The Dublin woman, who intends to travel to England for an abortion, is adamant she and her partner were told verbally during a scan on January 10th by two obstetricians at the Coombe hospital her foetus had a fatal abnormality.
This week in a letter to the woman, in which the word “fatal” is not mentioned, the hospital states: “As you are aware, your foetus has been diagnosed with a complex foetal anomaly ...
“Following your attendance at the hospital, and specifically your examination on January 10th, 2019 … despite the complex foetal anomaly, we are not of the reasonable opinion formed in good faith that there is present a condition affecting the foetus that is likely to lead to the death of the foetus either before or within 28 days of, birth, as per the Health (Regulation of Termination of Pregnancy) Act 2018, Section 11 (condition likely to lead to death of foetus).
“We wish to confirm that in accordance with the draft guidelines, a multidisciplinary meeting was convened on January 16th to consider the full information available in relation to the condition affecting the foetus, including all scans, and the conclusion was consistent with the opinion we had formed that the criteria to certify a termination of pregnancy at this point were not fulfilled.”
The recommendation of the multidisciplinary team was that there would be a full re-evaluation of the clinical condition affecting the foetus in four weeks’ time, the letter said, adding that the couple were told they could apply for a review to the HSE.
The letter was dated January 17th, the day the case was raised in the Dáil by Solidarity TD Ruth Coppinger and People Before Profit deputy Bríd Smith. Ms Coppinger suggested the hospital board had over-ruled two consultants – a claim later denied by the hospital.
The letter concludes with an acknowledgement that the woman is in a difficult situation and offers assurances of continued support and care. It said all options available to the woman would be discussed, “including the option to travel overseas”.
The woman and her partner dispute the hospital’s account, however.

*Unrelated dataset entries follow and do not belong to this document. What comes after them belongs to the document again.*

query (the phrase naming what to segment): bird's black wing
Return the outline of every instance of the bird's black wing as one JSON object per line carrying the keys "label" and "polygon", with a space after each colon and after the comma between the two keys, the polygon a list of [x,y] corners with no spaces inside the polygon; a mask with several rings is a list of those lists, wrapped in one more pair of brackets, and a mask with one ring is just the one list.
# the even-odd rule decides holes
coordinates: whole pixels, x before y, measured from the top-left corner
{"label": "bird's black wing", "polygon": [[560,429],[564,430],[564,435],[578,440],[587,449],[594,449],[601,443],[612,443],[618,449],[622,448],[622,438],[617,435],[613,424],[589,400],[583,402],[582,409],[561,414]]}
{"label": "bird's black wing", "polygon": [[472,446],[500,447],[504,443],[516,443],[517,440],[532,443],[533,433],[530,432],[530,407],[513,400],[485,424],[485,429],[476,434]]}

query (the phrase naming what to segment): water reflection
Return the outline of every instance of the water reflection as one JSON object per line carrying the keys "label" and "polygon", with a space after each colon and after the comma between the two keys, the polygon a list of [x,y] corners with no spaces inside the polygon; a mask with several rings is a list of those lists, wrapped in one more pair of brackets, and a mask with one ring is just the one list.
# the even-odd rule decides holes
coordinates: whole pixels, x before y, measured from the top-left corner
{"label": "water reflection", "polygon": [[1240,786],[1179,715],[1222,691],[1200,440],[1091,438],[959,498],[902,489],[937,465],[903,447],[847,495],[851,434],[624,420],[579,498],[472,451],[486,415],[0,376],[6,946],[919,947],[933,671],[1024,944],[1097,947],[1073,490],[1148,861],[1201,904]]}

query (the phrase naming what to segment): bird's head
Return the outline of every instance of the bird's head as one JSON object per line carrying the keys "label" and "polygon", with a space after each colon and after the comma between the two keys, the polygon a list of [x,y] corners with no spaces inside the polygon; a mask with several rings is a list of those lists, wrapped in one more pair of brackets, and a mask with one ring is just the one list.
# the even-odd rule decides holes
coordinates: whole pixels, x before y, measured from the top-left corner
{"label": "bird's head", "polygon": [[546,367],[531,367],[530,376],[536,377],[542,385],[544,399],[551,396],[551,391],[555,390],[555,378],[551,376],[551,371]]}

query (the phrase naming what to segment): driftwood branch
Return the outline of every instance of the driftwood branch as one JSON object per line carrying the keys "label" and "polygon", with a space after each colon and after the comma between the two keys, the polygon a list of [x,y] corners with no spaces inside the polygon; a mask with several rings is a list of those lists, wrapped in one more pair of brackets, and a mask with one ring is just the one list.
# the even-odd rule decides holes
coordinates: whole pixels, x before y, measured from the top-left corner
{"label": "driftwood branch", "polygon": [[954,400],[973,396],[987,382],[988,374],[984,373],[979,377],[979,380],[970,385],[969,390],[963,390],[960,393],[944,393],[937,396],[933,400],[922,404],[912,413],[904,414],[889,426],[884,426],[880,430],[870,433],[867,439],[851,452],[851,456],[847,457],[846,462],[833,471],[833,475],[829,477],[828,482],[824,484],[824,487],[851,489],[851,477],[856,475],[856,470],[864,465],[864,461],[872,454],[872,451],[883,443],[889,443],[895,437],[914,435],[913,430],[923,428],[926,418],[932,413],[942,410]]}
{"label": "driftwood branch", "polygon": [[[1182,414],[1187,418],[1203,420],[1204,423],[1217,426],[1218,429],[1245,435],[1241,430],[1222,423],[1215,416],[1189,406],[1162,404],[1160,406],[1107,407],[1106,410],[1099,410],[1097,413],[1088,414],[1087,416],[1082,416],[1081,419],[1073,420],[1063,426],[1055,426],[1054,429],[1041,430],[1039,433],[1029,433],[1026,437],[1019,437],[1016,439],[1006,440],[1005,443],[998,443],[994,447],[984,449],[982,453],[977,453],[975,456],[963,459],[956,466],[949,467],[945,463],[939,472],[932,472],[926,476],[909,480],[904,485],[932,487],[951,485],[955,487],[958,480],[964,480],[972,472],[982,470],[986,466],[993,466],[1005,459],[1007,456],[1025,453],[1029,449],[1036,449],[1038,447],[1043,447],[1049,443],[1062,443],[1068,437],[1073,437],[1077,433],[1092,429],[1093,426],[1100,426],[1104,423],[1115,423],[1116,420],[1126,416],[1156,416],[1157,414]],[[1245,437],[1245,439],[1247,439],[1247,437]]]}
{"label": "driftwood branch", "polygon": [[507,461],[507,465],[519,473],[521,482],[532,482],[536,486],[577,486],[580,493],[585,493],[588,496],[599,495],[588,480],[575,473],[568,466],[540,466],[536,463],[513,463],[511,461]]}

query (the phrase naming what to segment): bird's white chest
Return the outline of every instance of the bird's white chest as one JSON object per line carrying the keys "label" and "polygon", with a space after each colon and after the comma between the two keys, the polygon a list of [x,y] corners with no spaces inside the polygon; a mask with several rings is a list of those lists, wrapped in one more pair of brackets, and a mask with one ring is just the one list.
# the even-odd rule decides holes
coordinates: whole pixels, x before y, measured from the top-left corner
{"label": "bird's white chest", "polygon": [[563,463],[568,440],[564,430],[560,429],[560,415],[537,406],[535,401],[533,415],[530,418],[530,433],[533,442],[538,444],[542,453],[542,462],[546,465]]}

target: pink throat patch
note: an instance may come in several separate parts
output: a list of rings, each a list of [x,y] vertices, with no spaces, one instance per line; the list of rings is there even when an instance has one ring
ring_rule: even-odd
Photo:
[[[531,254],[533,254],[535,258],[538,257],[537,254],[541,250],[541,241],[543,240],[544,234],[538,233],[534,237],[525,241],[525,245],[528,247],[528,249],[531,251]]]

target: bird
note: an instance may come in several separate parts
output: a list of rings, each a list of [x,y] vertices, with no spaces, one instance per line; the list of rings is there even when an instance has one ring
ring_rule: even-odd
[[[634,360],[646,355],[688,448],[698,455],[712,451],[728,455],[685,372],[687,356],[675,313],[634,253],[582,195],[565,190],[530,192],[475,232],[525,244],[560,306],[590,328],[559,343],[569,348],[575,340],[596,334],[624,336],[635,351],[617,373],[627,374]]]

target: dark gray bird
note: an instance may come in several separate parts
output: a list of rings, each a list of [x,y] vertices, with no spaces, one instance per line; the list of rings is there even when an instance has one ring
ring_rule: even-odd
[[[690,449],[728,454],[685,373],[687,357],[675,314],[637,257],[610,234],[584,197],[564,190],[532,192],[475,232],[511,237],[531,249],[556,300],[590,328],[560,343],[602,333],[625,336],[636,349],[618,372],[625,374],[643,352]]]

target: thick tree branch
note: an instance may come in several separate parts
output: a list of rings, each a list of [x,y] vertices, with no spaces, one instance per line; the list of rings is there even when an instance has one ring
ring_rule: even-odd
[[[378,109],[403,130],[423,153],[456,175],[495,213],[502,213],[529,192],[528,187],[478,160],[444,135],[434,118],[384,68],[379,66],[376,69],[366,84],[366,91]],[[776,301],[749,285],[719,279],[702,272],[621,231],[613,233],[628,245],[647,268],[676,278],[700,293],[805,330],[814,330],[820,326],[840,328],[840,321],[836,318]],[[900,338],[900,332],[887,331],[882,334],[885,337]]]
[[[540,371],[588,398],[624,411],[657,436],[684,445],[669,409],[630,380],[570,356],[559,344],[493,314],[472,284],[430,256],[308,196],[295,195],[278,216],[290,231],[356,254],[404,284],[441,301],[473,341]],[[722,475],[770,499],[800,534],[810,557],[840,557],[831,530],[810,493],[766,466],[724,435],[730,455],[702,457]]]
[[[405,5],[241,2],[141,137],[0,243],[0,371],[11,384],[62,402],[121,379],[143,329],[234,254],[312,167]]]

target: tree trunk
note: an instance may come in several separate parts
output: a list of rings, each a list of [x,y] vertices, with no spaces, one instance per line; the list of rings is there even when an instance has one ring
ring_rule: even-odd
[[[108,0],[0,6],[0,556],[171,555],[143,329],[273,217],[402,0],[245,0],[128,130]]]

Speaking to The Irish Times, she said: "They said the baby would not survive. They used the words 'fatal foetal abnormality'. They did not mince their words. They told us it would have to go to a board and they would certify it as a fatal foetal abnormality. They discussed a termination with us and said they would set up the appointment after their meeting and how they would induce a miscarriage."
The hospital would not comment on the couple’s account, saying it would not discuss individual cases.
“In the interests of clarity, regarding section 11 of the Health (Regulation of Termination of Pregnancy) Act 2018, the Coombe Women and Infants University Hospital is providing abortion services, in accordance with the criteria set out in the legislation,” the hospital said in a statement.
“In relation to the implementation of a full abortion service, the hospital is finalising its preparations to introduce this service in the very near future.”
A diagnostic report on the woman’s January 10th scan says of the foetus: “There is a large exomphalos, the heart is low and anterior in the thorax. The bladder is not visible in the pelvis, the limbs are abnormally positioned”.
The report says the findings are consistent with OEIS, a complex combination of defects. “The findings have been explained to the couple and they are requesting termination of pregnancy. Explained need for MDT [multi-disciplinary team] discussion for consensus.”
Guidelines from the Institute of Obstetricians and Gynaecologists released on Friday state that for some women termination of pregnancy in Ireland "may still not be an option".
“This may be for complex reasons including legislative restrictions in Ireland for non-fatal but major foetal anomalies, the need to travel to another country for treatment, financial or social considerations, as well as to access specific medical procedures.”